Ugly no more.

Eli Wallach, “The Ugly” from the classic Leone western, has passed at 98. How old is that? You know the famous scene in The Godfather where the director gets a horse’s head in his bed? Well, that was supposed to be based on a real incident in which Frank Sinatra was cast as Maggio in From Here to Eternity. The details of that story have been debunked by everyone concerned, but the fact of the matter is that Sinatra was given a role that had already been cast – the original Maggio was Eli Wallach!

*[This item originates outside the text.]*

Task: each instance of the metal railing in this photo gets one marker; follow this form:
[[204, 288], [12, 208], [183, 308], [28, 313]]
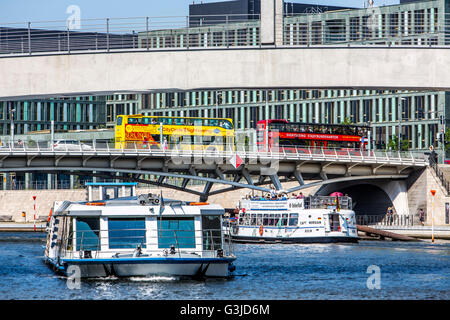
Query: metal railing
[[300, 32], [217, 151], [384, 220], [223, 31]]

The Wikipedia entry on Wallach tells the story this way:

Wallach is central to one of the most infamous show business legends. In 1953 he was cast as Angelo Maggio in the film From Here to Eternity, but was abruptly replaced by Frank Sinatra before filming began. Sinatra went on to win an Oscar for the performance, which revived his career. Sinatra purportedly used pressure from his underworld connections to get the part, an incident that inspired the Johnny Fontane character in the classic 1972 film The Godfather. To spare Sinatra embarrassment, Wallach says he turned down the role to appear in a Tennessee Williams play, claiming: “… whenever Sinatra saw me, he’d say, ‘Hello, you crazy actor!'”

Wikipedia, as is its wont, is being less than encyclopedic, and is not sticking to objective fact there. To my knowledge, Wallach has never claimed that he received any incentive or pressure to drop out of the Maggio role. If there is a secret, he has kept it well. He simply says that he regretted dropping out of the movie to take a stage role.

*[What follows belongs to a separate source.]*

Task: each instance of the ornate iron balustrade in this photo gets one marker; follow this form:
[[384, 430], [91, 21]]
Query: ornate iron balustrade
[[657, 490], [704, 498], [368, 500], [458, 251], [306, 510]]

Having dealt with some mob types during my years in the late Pinball / early Video Game era, I would say that intimidation, ala the horse’s head, was unlikely. The wiseguys know very well that one catches more flies with honey than with vinegar. Moreover, somebody who is threatened becomes an enemy, while somebody who accepts a lavish bribe becomes an accomplice who cannot ever tell the story without compromising himself. My guess is that if anything at all happened in Sinatra’s favor, it’s that Wallach was offered what seemed like a tremendous opportunity elsewhere, and the producer who offered him that opportunity was rewarded handsomely for doing something he was probably quite pleased to do, given that Wallach was already a Broadway star at the time, and possibly the single best interpreter of Tennessee Williams’ male characters. (He won a Tony in 1951 for The Rose Tattoo.)

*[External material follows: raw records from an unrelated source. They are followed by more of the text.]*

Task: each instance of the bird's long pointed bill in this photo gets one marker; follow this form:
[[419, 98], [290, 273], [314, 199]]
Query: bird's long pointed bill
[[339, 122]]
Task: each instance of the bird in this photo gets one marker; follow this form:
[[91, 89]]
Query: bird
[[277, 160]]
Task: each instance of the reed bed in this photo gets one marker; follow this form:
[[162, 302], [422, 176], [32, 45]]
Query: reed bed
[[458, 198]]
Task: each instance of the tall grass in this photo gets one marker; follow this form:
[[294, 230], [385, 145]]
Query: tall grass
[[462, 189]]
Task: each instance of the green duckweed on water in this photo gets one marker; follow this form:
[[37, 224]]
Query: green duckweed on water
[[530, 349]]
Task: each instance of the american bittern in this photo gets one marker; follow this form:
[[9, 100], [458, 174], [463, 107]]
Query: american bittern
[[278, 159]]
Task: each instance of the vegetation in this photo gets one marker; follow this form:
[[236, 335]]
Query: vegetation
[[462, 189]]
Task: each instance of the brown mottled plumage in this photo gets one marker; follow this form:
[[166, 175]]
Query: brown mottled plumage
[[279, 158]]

But that’s just me speculating.

Anyway, how old was Wallach? He made his Broadway debut during WW2 – and he was a late bloomer. He was already 30 at the time!

How old was Wallach? A year and a half older than John F Kennedy.

How old was Wallach? He and Walter Cronkite were best buds as Longhorn undergrads at the University of Texas, where they appeared in a student play together, circa 1934. According to Wallach, as cited in the linked article, Cronkite played a coroner and Wallach was the corpse.